< 2 Kronieken 30 >
1 Daarna zond Jehizkia tot het ganse Israel en Juda, en schreef ook brieven tot Efraim en Manasse, dat zij zouden komen tot het huis des HEEREN te Jeruzalem, om den HEERE, den God Israels, pascha te houden.
Then Hezekiah sent word throughout all Israel and Judah, and he also wrote letters to Ephraim and Manasseh inviting them to come to the house of the LORD in Jerusalem to keep the Passover of the LORD, the God of Israel.
2 Want de koning had raad gehouden met zijn oversten en de ganse gemeente te Jeruzalem, om het pascha te houden, in de tweede maand.
For the king and his officials and the whole assembly in Jerusalem had decided to keep the Passover in the second month,
3 Want zij hadden het niet kunnen houden te dierzelfder tijd, omdat de priesteren zich niet genoeg geheiligd hadden, en het volk zich niet verzameld had te Jeruzalem.
since they had been unable to observe it at the regular time, because not enough priests had consecrated themselves and the people had not been gathered in Jerusalem.
4 En deze zaak was recht in de ogen des konings, en in de ogen der ganse gemeente.
This proposal pleased the king and the whole assembly.
5 Zo stelden zij zulks, dat men een stem door gans Israel, van Ber-seba tot Dan, zou laten doorgaan, opdat zij zouden komen om het pascha den HEERE, den God Israels, te houden in Jeruzalem; want zij hadden het in lang niet gehouden, gelijk het geschreven was.
So they established a decree to circulate a proclamation throughout Israel, from Beersheba to Dan, that the people should come to keep the Passover of the LORD, the God of Israel, in Jerusalem.

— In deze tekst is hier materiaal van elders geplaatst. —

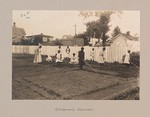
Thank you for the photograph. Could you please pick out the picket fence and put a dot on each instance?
(112, 53)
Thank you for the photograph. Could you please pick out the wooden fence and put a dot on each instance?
(112, 53)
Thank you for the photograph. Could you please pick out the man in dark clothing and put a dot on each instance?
(81, 58)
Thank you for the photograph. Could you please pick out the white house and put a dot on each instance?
(120, 44)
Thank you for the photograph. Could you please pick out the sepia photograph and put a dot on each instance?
(76, 55)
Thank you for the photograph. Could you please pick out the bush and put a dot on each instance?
(135, 58)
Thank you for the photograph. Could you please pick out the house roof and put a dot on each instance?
(18, 31)
(40, 35)
(129, 37)
(67, 37)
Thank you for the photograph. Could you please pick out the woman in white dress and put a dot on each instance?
(37, 56)
(102, 56)
(127, 58)
(74, 59)
(58, 57)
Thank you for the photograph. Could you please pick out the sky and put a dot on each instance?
(59, 23)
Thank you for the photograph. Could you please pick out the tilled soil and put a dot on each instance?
(64, 81)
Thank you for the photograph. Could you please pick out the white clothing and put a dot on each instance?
(49, 58)
(92, 54)
(58, 57)
(102, 57)
(127, 58)
(73, 60)
(37, 57)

For they had not observed it as a nation as prescribed.
6 De lopers dan gingen henen met de brieven van de hand des konings en zijner vorsten, door gans Israel en Juda, en naar het gebod des konings, zeggende: Gij, kinderen Israels, bekeert u tot den HEERE, den God van Abraham, Izak en Israel, zo zal Hij Zich keren tot de ontkomenen, die ulieden overgebleven zijn uit de hand der koningen van Assyrie.
So the couriers went throughout Israel and Judah with letters from the king and his officials, which read: “Children of Israel, return to the LORD, the God of Abraham, Isaac, and Israel, so that He may return to those of you who remain, who have escaped the grasp of the kings of Assyria.
7 En zijt niet als uw vaders en als uw broeders, die tegen den HEERE, den God hunner vaderen, overtreden hebben; waarom Hij hen tot verwoesting overgegeven heeft, gelijk als gij ziet.
Do not be like your fathers and brothers who were unfaithful to the LORD, the God of their fathers, so that He made them an object of horror, as you can see.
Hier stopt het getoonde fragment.